I autorzy raportu doskonale zdają sobie sprawę z istnienia takich przypadków, a ich badania to tylko czubek góry lodowej.

“..,Mamy natomiast przekonanie, iż duża część spraw, w których zaistniała pomyłka sądowa, pozostaje w ogóle niedostrzeżona, skoro często usuwanie takich błędów, co stwierdziliśmy podczas badań, dzieje się na skutek ich zupełnie przypadkowego dostrzeżenia i wszczęcia procedury kasacyjnej lub wznowieniowej, nierzadko przez Rzecznika Praw Obywatelskich lub Prokuratora Generalnego. Ile takich spraw wciąż pozostało niezauważonych i funkcjonuje w obrocie prawnym – nie wiadomo…“

Na zakończenie, odniosę się do jeszcze jednej manipulacji Skrzypa1 w jego komentarzu: kiedy zarzucił autorowi twierdzenie, że istnieje "spisek w którym siedzi masa urzędników, wielu sędziów - w tem prezes sądu apelacyjnego.
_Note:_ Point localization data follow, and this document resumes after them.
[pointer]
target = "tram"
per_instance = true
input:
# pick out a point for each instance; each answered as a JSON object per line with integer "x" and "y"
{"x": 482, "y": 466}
I wszyscy oni tylko kombinują jak mu zaszkodzić, spać po nocy nie może ta armia urzedniczo-sędziowska bo układa plany jak tu Adamowi Kłykow dopiec."
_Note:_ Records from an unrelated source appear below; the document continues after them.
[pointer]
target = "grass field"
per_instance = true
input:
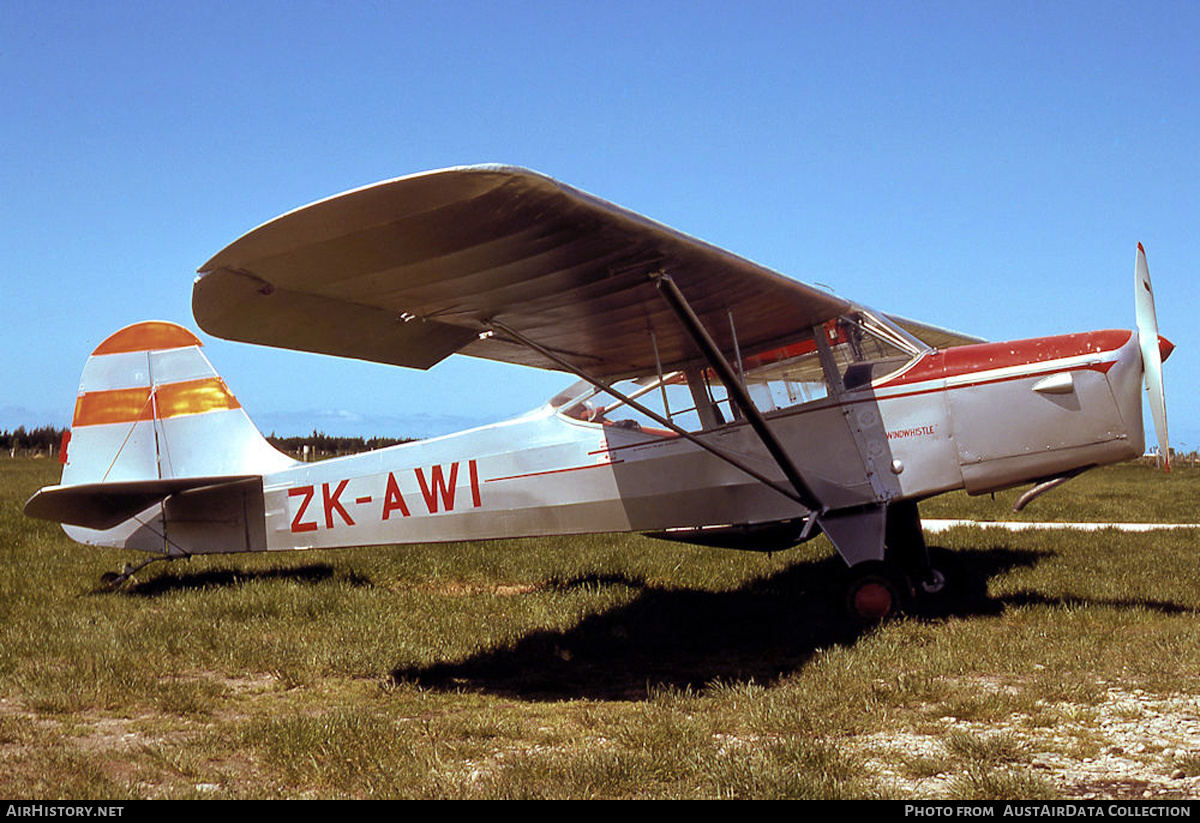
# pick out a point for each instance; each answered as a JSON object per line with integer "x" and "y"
{"x": 1066, "y": 665}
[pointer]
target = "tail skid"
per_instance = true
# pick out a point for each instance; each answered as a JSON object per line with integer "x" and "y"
{"x": 161, "y": 455}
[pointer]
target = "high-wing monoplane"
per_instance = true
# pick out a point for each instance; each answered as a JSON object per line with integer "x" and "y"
{"x": 717, "y": 402}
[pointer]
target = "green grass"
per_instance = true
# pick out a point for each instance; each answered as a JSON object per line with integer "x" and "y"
{"x": 588, "y": 667}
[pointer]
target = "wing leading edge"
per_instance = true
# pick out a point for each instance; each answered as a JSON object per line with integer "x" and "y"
{"x": 412, "y": 270}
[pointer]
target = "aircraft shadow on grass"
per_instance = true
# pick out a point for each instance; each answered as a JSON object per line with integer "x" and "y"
{"x": 681, "y": 638}
{"x": 172, "y": 583}
{"x": 688, "y": 638}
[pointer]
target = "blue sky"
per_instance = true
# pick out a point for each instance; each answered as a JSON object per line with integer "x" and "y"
{"x": 983, "y": 166}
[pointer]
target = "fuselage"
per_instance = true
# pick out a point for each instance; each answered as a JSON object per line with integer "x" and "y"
{"x": 978, "y": 418}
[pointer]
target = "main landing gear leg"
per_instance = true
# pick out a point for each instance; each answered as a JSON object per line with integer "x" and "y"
{"x": 879, "y": 589}
{"x": 906, "y": 547}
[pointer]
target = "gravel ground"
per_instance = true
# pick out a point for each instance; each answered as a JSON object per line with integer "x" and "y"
{"x": 1132, "y": 745}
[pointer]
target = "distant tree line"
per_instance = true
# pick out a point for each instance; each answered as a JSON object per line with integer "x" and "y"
{"x": 41, "y": 440}
{"x": 322, "y": 445}
{"x": 48, "y": 440}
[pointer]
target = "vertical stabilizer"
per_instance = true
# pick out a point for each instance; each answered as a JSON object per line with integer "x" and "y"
{"x": 151, "y": 407}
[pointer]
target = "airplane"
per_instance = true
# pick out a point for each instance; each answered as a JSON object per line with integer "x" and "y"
{"x": 717, "y": 402}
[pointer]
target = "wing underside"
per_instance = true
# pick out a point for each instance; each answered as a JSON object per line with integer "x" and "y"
{"x": 415, "y": 269}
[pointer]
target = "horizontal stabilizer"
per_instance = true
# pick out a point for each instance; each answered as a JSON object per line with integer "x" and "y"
{"x": 106, "y": 505}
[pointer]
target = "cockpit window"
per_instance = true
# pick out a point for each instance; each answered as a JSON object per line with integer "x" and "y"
{"x": 861, "y": 346}
{"x": 867, "y": 348}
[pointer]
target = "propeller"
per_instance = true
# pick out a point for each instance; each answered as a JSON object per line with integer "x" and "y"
{"x": 1152, "y": 355}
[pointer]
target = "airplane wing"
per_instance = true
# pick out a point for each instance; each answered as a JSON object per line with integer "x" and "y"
{"x": 412, "y": 270}
{"x": 935, "y": 336}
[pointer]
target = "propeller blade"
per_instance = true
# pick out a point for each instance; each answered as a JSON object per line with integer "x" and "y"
{"x": 1151, "y": 355}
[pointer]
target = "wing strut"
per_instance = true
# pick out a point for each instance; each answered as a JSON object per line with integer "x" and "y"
{"x": 737, "y": 390}
{"x": 653, "y": 415}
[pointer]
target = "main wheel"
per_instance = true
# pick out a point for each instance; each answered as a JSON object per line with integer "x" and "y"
{"x": 874, "y": 593}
Ale nie z nami te numery Skrzyp1, miast rzeczowych argumentów i rzetelnej polemiki, robienie z interlokutora durnia? To stary i prymitywny numer. Przecież kazdy przeciętnie inteligentny człowiek wie, że to nie nazywa się spisek, a zwyczajna solidarnośc zawodowa, innaczej „ręka rękę myje“ czy „kruk krukowi oka nie wykole“. Opisali tę przypadłość dużo bardziej elegancko Łukasz Chojniak i Łukasz Wiśniewski we wskazanym powyżej Raporcie:

“…Przyjmując, że przyczyna niesłusznych skazań – co do zasady – leży w słabości ludzkiej pracy i oceny materiału dowodowego, w przypadku zawinionych błędów nie istnieje – w praktyce – realny system prewencji, przejawiający się choćby w skorzystaniu w przypadku oczywistych naruszeń prawa przez sąd, z dyscyplinującej instytucji wytyku, zarezerwowanej tak dla sądów odwoławczych, jak i dla Sądu Najwyższego. W sprawach, w których orzeczono przykładowo kary powyżej górnego zagrożenia ustawowego, a więc z rażącą, oczywistą obrazą prawa, nie stwierdziliśmy skorzystania z instytucji wytyku. Nie chodzi o zatem o karanie sędziów, obrońców czy prokuratorów w każdym przypadku, gdy w danej sprawie zaistnieje przypadek niesłusznego skazania, ale jeśli doszło do niego na skutek zawinionych działań profesjonalnego uczestnika postępowania, odpowiedzialność dyscyplinarna, a także odszkodowawcza nie powinny być tylko iluzoryczne. Jeśli przyczyną niesłusznego skazania jest najczęściej ludzki błąd, to brak mechanizmów wdrażających realną odpowiedzialność za popełnione błędy z pewnością zwiększa skalę tego zjawiska…“

…Gdyby pokusić się o próbę wskazania jednej głównej przyczyny pomyłek sądowych skutkujących niesłusznym skazaniem, to w pierwszej kolejności należałoby wskazać na niekompetencję po stronie profesjonalnych uczestników postępowania. Zdajemy sobie sprawę z wyrazistości tej oceny, ale niekiedy jest ona konieczna. Oczywiście, dalecy jesteśmy od generalizacji i ujawnione przez nas przykłady nie świadczą o całym środowisku sędziów, adwokatów czy prokuratorów, ale dobitnie wskazują jednak, że profesjonaliści mylą się niekiedy w sposób niedopuszczalny, co wywołuje daleko idące negatywne skutki. Wskazywanie tych przykładów ma na celu dążenie do ich ograniczenia w praktyce wymiaru sprawiedliwości, choćby nawet stanowiły one margines…”

Mam nadzieję, że Skrzyp1 nie jest jednak sędzią!